I stopped seeing birds flying, a sure sign that the clouds were about to unleash. Then, those first few big, fat raindrops. The sky feeling like it was only about two feet above the roof of my car.
Then a thousand big fat raindrops, melding together to form what I describe, what I've heard described as "sheets" of rain. Burlington, Vermont exits. I took one without hesitation, pulled into a gas station, sat there in my car eating a sandwich that Mike had packed for me from our dinner the night before, and read my map. The good news was it was not yet 5 pm and I was less than forty minutes from the Canadian border. This rain couldn't last forever.
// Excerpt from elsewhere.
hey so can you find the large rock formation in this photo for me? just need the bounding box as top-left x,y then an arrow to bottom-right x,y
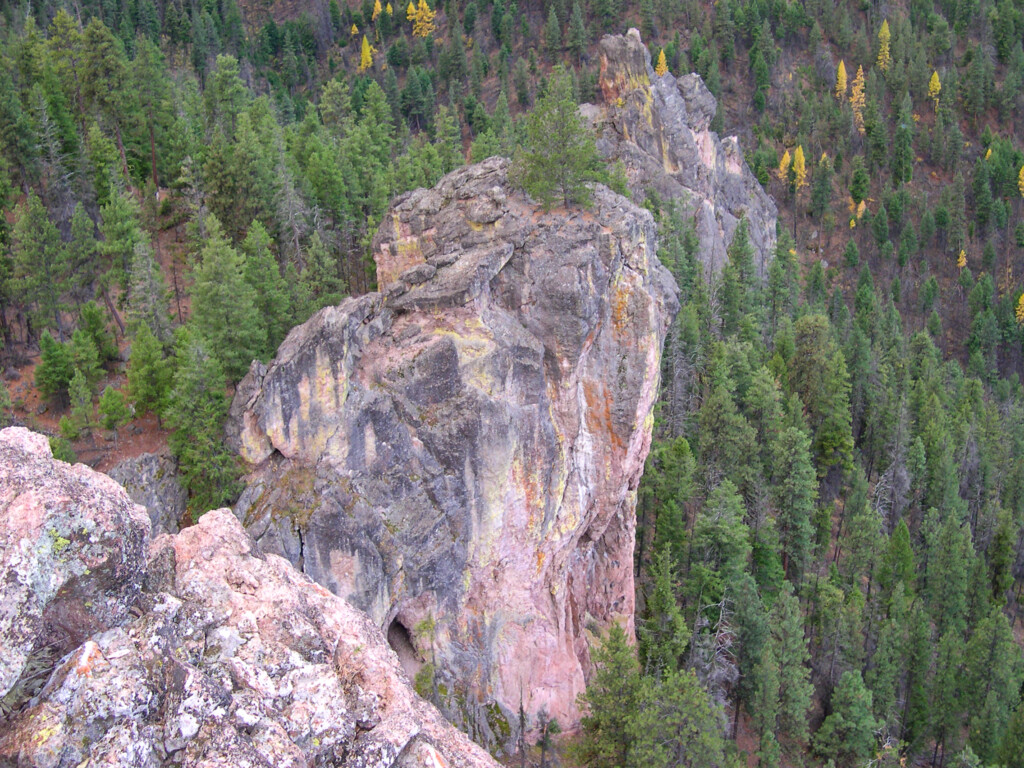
108,452 -> 188,536
586,30 -> 778,277
229,157 -> 678,744
0,427 -> 500,768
And it didn't.

It subsided, I got back on the highway heading north, and by 5:45pm, I was back in Canada, Quebec to be exact, on my way to the city of Montreal to meet my cousin for dinner and stay with her in a hotel overnight, allowing me to split my drive right in half and to visit with her for the night.

I will admit--I have not been to the city of Montreal in over ten years, except to drive through it last year on my drive home (while cursing the traffic and affirming my hatred of the city).
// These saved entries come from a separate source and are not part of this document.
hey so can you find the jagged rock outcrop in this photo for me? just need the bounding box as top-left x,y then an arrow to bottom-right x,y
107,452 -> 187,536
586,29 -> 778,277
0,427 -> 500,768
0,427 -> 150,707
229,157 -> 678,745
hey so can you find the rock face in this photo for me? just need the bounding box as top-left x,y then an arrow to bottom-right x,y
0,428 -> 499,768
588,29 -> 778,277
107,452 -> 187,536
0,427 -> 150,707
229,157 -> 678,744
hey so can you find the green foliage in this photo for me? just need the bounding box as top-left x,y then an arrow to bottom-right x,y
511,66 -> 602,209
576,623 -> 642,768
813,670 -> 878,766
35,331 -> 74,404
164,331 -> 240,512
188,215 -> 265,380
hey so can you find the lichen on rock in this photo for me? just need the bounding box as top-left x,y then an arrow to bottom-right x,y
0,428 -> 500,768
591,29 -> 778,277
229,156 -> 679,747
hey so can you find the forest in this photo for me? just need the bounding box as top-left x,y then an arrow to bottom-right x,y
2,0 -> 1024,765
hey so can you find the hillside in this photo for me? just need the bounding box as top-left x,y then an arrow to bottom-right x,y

Well, Montreal didn't exactly redeem itself (I'm a confirmed Anglophone, and their recent provincial election, blamed on 'the polls' cements this for me, despite my French-Canadian roots, I don't even speak the language), we did get some beautiful cloudy, windy, residual weather in the city that night. We did have a delicious dinner (I had wine too) and my cousin snapped this stunning pic from our hotel room on the twentieth floor.



 
 
So, the skies in Toronto continue to change too, the light is falling on a slant in the evenings that signals "fall" to me, and I'm loving the cool, breezy weather that marks a welcome change from the summer of hell-hot temperatures that I had grown to hate the way only a city dweller can.
 
 
This post is all over the place, but it's okay, I'm out of practice as Natalie Goldberg would say.
I'm reading "A Drinking Life" by Pete Hamill and loving it. It's all about Hamill's boyhood in Brooklyn and how he watched his Irish-American father go deeper and deeper into the grips of alcoholism, and then his own adult life and his subsequent 'drinking life'. I'm about a third of the way through. I bought "The Diving Bell and the Butterfly" while in Maine too, at a used bookstore I've grown to haunt, and it awaits.
I'm not eating lobster everyday like I did in Maine, instead I'm making my standard chicken dinners and eating arugula and saltines every day at lunch. I go to bed at eleven pm after watching news on tv and shaking my head. The pending election in the U.S. The unrest all over the world. Canadian government decisions that send warning signals to me about the future of this crazy planet that seems so bent on destroying itself.  I wait to see my neurologist again to get some kind of clue on my condition. I employ my acupuncturist and thankfully that seems to be the only thing that is really working. Like, really working. And I talk to Mike every day, mostly more than once a day, and I thank God for him every day, too. And I work. Work and work.
 
And another fall rolls around and I marvel again, at the swiftness of time passing.